Originally supported by Transport for London and championed by high-profile figures including actor Joanna Lumley and former Mayor Boris Johnson, the Garden Bridge project met early opposition from critics who believed the bridge would serve a redundant function as a river crossing in its proposed location. In addition, the bridge would be open from only 6am to midnight, and could be closed up to 12 times a year for private events, prompting several government officials to refer to the scheme as purely a “vanity project.”
Further trouble arose amid allegations of cronyism in the competition process – despite the initial estimates for the Heatherwick-designed scheme coming in at more than 3 times higher than other proposals, the bid was nonetheless deemed by Transport for London to be the most ‘economically advantageous’.
As a result of these concerns, in July 2016 initial work on the bridge was put on standby to allow for a financial review of the project, with the current Mayor of London Sadiq Khan announcing the formal review by Hodge into the procurement processes and its overall value for money in September of that year.
The two other firms that took part in the competition, Wilkinson Eyre and Marks Barfield - had just eight days to design and submit schemes, the report found.
"This competition didn't smell right from the start,” co-director of Marks Barfield David Marks told the BBC. “It is clear that we were just there to make up the numbers and the outcome of this tender had in reality already been pre-determined.
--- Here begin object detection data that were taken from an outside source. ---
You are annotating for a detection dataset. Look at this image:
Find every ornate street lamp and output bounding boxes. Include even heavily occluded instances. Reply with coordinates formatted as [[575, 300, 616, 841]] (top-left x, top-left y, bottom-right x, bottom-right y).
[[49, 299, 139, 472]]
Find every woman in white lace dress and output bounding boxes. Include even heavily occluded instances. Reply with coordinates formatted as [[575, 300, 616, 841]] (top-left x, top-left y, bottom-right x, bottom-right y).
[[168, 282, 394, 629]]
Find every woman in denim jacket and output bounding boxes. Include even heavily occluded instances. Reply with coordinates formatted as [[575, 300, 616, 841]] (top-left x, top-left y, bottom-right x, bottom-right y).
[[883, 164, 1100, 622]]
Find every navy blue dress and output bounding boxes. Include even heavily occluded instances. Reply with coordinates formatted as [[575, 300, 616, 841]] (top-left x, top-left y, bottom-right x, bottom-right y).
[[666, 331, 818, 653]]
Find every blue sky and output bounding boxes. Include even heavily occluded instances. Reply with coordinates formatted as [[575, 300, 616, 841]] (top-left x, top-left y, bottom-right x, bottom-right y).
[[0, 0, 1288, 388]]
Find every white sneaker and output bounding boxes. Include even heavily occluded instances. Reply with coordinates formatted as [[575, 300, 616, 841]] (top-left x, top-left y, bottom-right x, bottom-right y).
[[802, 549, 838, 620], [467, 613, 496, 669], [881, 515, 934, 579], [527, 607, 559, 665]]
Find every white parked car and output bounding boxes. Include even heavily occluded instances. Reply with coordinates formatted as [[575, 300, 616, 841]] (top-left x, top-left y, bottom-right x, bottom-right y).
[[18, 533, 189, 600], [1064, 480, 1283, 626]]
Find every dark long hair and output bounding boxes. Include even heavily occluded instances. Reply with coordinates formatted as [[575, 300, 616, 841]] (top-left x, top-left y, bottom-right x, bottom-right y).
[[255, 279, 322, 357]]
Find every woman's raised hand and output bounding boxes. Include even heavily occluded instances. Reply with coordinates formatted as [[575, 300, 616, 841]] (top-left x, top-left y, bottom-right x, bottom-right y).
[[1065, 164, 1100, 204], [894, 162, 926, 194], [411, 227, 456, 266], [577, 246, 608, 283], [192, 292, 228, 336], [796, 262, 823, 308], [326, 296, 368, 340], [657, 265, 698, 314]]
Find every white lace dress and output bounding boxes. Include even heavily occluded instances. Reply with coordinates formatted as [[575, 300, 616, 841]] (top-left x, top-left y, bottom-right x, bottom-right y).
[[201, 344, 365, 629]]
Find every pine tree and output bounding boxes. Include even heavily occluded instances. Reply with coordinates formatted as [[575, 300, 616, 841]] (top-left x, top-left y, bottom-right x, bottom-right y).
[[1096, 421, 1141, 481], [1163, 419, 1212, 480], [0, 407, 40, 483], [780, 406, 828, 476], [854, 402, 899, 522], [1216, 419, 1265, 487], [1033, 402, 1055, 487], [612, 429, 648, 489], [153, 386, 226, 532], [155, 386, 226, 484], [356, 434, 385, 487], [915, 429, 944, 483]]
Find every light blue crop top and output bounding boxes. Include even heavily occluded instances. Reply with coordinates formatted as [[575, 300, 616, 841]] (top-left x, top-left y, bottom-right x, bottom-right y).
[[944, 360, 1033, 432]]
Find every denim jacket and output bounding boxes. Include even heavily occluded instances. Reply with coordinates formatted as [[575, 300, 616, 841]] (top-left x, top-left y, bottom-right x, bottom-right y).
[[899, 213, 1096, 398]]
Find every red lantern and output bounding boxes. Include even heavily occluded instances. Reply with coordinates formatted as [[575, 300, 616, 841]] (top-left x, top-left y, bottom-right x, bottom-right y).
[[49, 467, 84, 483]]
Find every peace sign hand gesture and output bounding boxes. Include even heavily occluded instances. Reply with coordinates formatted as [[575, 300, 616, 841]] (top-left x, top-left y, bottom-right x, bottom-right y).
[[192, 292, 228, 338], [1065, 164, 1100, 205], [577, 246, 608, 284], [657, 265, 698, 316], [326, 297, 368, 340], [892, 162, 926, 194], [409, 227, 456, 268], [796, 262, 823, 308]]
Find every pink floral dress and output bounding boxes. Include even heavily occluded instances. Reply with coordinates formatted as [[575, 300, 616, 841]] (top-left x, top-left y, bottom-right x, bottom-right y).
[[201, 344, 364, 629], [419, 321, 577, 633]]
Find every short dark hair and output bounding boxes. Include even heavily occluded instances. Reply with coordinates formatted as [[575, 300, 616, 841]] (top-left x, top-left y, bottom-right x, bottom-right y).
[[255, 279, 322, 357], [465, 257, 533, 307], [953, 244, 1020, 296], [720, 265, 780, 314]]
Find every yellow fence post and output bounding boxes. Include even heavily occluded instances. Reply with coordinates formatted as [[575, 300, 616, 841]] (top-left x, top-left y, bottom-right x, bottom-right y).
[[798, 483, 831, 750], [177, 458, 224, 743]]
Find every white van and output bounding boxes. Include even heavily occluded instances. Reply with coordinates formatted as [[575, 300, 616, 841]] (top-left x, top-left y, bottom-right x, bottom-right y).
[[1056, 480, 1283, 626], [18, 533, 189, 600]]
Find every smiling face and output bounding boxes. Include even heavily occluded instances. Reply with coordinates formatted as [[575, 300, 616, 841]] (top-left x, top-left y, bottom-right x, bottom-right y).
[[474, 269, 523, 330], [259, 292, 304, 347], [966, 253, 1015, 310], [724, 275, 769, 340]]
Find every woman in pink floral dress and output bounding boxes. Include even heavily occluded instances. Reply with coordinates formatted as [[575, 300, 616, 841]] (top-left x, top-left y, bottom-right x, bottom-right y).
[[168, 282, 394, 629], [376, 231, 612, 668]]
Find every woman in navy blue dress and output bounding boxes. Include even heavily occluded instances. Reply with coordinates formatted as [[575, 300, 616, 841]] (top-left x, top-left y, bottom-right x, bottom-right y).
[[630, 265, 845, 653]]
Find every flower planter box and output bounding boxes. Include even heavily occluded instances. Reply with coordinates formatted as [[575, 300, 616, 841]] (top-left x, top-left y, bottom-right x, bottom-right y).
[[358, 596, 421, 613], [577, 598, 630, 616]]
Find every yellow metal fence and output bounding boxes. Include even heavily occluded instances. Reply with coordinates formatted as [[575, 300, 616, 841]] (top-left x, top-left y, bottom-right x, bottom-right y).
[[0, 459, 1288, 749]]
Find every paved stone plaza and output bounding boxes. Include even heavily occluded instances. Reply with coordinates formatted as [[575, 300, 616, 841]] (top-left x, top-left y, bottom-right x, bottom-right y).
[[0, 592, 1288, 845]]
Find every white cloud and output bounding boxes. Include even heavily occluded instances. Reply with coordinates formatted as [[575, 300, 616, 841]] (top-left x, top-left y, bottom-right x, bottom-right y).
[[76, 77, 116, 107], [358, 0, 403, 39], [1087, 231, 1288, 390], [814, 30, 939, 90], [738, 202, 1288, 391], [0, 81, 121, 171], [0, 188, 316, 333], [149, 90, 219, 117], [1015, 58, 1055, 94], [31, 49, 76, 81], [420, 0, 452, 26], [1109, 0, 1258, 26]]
Hodge's report concludes by advising the city swallow the loss of public funding rather than move any further forward with plans:
“In my judgement it is better for the taxpayer to accept the loss than to risk the additional demands if the project proceeds,” the report closes. “In the present climate, with continuing pressures on public spending, it is difficult to justify further public investment in the Garden Bridge.”
Chariman of the Garden Bridge Trust, Lord Mervyn Davies, issued this response to the report’s findings:
“We are pleased that Dame Margaret has finally published her report after six months of uncertainty. We will be studying the report in detail and seeking a meeting with the Mayor to discuss next steps. The Trust remains as determined as ever to make the Garden Bridge happen which will bring huge benefits to London and the UK.”